1
votes

I've storm topology (1 worker) setup in which spout(in java) dequeues (using blpop) events from redis and transfers to bolts. but one observation is some events not received to bolt(in clojure, 6-spout threads, 50-bolt threads) when there is a queue of over 2 million and no warning/exceptions found in storm nimbus/supervisor/zookeeper/worker logs.

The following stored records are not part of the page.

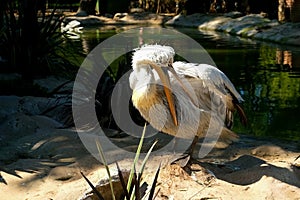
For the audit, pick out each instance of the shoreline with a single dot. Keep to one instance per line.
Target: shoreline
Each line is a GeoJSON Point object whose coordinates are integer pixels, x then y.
{"type": "Point", "coordinates": [253, 26]}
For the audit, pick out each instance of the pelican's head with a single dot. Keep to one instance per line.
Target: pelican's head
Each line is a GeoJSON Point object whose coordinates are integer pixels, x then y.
{"type": "Point", "coordinates": [144, 60]}
{"type": "Point", "coordinates": [159, 54]}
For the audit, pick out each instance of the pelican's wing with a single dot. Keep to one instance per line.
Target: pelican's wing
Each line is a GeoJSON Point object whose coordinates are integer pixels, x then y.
{"type": "Point", "coordinates": [210, 74]}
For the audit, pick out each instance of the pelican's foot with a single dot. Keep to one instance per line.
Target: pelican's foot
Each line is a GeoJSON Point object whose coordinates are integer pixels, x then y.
{"type": "Point", "coordinates": [181, 160]}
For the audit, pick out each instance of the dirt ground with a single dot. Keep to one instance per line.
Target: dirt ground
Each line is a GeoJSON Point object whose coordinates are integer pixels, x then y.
{"type": "Point", "coordinates": [251, 168]}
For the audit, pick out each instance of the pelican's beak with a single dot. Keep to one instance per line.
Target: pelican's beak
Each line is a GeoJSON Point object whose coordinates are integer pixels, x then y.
{"type": "Point", "coordinates": [167, 87]}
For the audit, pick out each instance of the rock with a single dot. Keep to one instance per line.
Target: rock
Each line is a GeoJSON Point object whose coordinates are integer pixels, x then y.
{"type": "Point", "coordinates": [268, 150]}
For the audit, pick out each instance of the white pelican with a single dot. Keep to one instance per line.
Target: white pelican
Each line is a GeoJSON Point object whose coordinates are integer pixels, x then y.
{"type": "Point", "coordinates": [183, 99]}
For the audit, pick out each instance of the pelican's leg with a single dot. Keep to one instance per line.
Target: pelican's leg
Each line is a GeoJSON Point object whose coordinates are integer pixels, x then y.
{"type": "Point", "coordinates": [192, 147]}
{"type": "Point", "coordinates": [186, 157]}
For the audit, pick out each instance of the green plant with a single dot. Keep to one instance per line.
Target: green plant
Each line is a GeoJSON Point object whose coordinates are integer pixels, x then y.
{"type": "Point", "coordinates": [133, 189]}
{"type": "Point", "coordinates": [31, 40]}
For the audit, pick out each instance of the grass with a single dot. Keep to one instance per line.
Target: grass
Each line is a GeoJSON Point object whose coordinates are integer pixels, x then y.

Locally this scenario is not replicating with dummy data. There is no network lag/packet loss is seen in cluster. avg processing latency is 100ms. How to find cause to fix it on production.

(ns event-processor
  (:import [backtype.storm StormSubmitter LocalCluster]
           java.util.UUID
           storm_jedis.RedisQueueSpout
           )
  (:use [backtype.storm clojure config])
  (:require [clojure.tools.logging :as log])
  (:require [clj-redis.client :as redis])
  (:import (redis.clients.jedis Jedis JedisPool JedisPoolConfig))
  (:gen-class))

(defmacro process-event [tuple]
    (log/info "processing event")
    )

(defbolt execute-ls-closure ["word"] {:prepare true}
  [conf context collector]
  (let [counts (atom {})]

    (bolt
     (execute [tuple]
       (let [
        timestart (. System currentTimeMillis)
        tuple-message (.get (get tuple "message") 0)
        string-to-emit (process-event tuple)
        ]
        (emit-bolt! collector [string-to-emit] :anchor tuple)
        (ack! collector tuple)
        )))))

(defn mk-topology []

  (topology
   ;{"1" (spout-spec sentence-spout)
   {"1" (spout-spec redis-spout :p 6)
                     }
   {"3" (bolt-spec {"1" :shuffle }
                   execute-ls-closure
                   :p 50)
                   }))

(defn run-local! []
  (let [cluster (LocalCluster.)]
    (.submitTopology cluster "word-count" {TOPOLOGY-DEBUG true} (mk-topology))
    (Thread/sleep 10000)
    (.shutdown cluster)
    ))

(defn submit-topology! [name]
  (StormSubmitter/submitTopology
   name
   {TOPOLOGY-DEBUG true
    TOPOLOGY-WORKERS 1}
   (mk-topology)))

(defn -main
  ([]
   (run-local!))
  ([name]
   (submit-topology! name)))
1
I found on debugging that spout dequeues properly but doesn't pass event to bolt and with no exceptions/warnings at all , and topology message timeout is 1hr, pending is 5k, batchsize is 65k.al.moorthi

1 Answers

2
votes

If it doesn't slow down your topology too much, you can enable debug logging with Config.setDebug(true) https://github.com/apache/storm/blob/f2ced23fa4e3f699558663baef4ee582ee148fa2/storm-client/src/jvm/org/apache/storm/Config.java#L1763.

Otherwise, I'd try adding some debug logging to your bolts, and enabling logging for your Redis spout, to figure out if the tuples are getting lost by Storm or by the Redis integration.

Also I note that you're using an old Storm version. You could try upgrading.